The Beep ‘N Lift intervention consisted of two main parts. First, a watch was programmed to beep at 30-minute intervals, signaling participants to perform a 3-second or longer wheelchair push-up, lifting their buttocks completely off of the wheelchair cushion. The second component was a small wheelchair-mounted pulsating alarm (about the volume level of a microwave alarm) that was connected to a weight sensor pad placed under each participant’s wheelchair cushion.

There was a 2-minute latency between when the watch beep went off and when the alarm sounded. This allowed participants to briefly complete tasks they were doing before performing their wheelchair push-up. Once the lift was accomplished, the alarm cycle would reset for the next 30 minutes. A small computer, also attached to the alarm sensor, recorded the frequency and duration of all wheelchair push-ups.


The combination of instructions, prompts, and avoidance procedures proved effective when used together. No pressure sores were observed in either participant during the study. Typically, participants were up in their wheelchair for 30-minute intervals about 14 to 18 times each day.
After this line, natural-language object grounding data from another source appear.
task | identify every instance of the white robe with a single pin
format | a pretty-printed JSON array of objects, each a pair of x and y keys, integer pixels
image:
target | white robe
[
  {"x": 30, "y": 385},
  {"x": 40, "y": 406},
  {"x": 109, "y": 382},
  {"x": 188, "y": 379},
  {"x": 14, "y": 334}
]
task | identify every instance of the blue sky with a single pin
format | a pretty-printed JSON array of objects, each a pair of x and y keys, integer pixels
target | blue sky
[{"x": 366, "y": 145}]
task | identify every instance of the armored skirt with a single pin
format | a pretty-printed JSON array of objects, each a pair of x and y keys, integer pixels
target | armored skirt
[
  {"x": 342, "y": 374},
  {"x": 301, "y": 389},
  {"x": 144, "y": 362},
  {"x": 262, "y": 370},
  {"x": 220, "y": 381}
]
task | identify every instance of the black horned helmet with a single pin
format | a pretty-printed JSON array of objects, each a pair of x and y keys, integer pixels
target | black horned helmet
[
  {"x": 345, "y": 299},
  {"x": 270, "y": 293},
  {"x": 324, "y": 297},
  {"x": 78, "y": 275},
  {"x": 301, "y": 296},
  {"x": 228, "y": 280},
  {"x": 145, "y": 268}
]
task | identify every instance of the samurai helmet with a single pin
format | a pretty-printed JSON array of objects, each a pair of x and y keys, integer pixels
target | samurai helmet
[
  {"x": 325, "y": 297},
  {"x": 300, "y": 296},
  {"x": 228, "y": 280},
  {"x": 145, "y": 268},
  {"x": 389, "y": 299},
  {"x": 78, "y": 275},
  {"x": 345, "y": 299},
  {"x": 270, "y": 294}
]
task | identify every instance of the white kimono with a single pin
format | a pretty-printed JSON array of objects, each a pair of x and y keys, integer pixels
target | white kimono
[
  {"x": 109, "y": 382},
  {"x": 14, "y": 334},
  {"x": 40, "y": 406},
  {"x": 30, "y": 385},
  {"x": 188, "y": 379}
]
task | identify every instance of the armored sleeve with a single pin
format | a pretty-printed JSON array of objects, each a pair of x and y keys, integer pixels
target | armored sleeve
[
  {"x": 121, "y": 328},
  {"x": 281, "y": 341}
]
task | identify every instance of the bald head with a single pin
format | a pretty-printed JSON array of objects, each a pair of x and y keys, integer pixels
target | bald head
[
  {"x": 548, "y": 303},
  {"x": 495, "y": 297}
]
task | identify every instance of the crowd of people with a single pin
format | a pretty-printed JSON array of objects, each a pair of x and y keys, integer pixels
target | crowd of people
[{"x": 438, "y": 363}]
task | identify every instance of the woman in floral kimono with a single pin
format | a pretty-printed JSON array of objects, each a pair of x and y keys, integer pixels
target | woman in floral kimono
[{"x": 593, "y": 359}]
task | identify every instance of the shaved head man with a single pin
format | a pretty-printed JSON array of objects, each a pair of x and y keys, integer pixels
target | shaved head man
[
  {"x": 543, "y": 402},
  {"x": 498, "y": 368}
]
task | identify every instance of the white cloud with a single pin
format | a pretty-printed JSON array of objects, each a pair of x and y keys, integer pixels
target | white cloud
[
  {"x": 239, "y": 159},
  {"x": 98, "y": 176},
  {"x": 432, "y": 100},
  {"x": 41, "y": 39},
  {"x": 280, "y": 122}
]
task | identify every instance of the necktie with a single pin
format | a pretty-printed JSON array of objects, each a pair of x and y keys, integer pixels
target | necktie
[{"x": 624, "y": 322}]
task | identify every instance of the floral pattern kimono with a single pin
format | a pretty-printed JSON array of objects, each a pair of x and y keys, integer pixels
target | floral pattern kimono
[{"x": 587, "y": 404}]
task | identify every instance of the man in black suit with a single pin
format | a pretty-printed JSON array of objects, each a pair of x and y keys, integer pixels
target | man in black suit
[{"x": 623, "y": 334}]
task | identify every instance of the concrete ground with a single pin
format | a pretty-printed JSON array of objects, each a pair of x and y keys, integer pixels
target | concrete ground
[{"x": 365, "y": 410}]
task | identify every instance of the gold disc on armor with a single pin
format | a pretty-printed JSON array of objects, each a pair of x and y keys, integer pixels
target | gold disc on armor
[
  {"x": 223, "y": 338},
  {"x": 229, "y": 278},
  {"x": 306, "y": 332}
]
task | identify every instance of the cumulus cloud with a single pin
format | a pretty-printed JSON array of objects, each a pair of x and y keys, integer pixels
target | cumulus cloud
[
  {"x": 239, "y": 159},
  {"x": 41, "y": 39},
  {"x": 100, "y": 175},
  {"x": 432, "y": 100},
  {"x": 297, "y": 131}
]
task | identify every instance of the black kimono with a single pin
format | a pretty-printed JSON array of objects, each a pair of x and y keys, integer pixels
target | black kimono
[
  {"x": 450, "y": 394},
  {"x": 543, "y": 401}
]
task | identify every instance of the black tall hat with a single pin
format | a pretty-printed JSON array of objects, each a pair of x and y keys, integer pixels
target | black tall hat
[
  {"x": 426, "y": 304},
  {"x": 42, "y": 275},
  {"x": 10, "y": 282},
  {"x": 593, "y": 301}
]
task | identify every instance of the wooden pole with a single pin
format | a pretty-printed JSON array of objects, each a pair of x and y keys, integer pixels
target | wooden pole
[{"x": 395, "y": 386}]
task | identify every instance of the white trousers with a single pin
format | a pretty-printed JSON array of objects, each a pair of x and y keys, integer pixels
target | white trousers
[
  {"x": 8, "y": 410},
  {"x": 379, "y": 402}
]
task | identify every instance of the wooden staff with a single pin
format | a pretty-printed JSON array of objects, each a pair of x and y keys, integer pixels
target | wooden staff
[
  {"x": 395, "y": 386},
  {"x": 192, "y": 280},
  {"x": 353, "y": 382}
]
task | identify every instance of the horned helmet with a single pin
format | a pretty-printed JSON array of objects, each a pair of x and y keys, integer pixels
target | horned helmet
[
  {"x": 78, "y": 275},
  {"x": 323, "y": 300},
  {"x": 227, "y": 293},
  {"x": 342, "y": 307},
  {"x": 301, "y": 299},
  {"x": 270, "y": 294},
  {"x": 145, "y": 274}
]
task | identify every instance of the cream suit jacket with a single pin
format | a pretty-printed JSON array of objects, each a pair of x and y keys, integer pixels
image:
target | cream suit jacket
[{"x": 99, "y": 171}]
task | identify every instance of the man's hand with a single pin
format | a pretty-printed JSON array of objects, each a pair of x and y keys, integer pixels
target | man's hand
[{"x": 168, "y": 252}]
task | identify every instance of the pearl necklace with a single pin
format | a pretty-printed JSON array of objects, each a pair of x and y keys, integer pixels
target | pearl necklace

During the baseline condition, before participants had received any of the intervention components, they performed 3-second or longer wheelchair push-ups in a mean of only 22% of the intervals. When the Beep ‘N Lift intervention package was implemented, the mean rose to almost 90%. Other variations were attempted, such as using only a watch beeper or an alarm, but both components were needed to maintain the high number of intervals where the push-up criterion was met. Thus, the full intervention was more than four times more effective than baseline conditions. The participants approved of the technique, but found the alarm went off if they didn’t push up as moderately unacceptable.


While there is no agreement on the length and frequency of push-ups needed to prevent pressure sores, the use of three-second lifts every 30 minutes in this study and lack of subsequent sores suggest that this technique was useful. From a scientific perspective, the intervention had a significant effect. However, in subsequent months, interviews with other wheelchair users about the Beep ‘N Lift intervention revealed that most wheelchair users would dislike having an alarm attached to their wheelchairs to remind them to perform the push-up.


White, G. W., Mathews, R. M., & Fawcett, S. B. (1989). Reducing the risk of pressure sores: Effects of watch prompts and alarm avoidance on wheelchair push-ups. Journal of Applied Behavior Analysis 22(3), 287-295.

White, G. W. (1990). Beep 'N Lift system. Colloquium of the prevention of secondary disabilities in people with spinal injury, The Centers for Disease Control, Atlanta, GA.

White, G. W., Fawcett, S. B., & Mathews, R. M. (1988). Beep N' Lift: A pressure sore prevention program. National Conference on Independent Living, Washington, DC.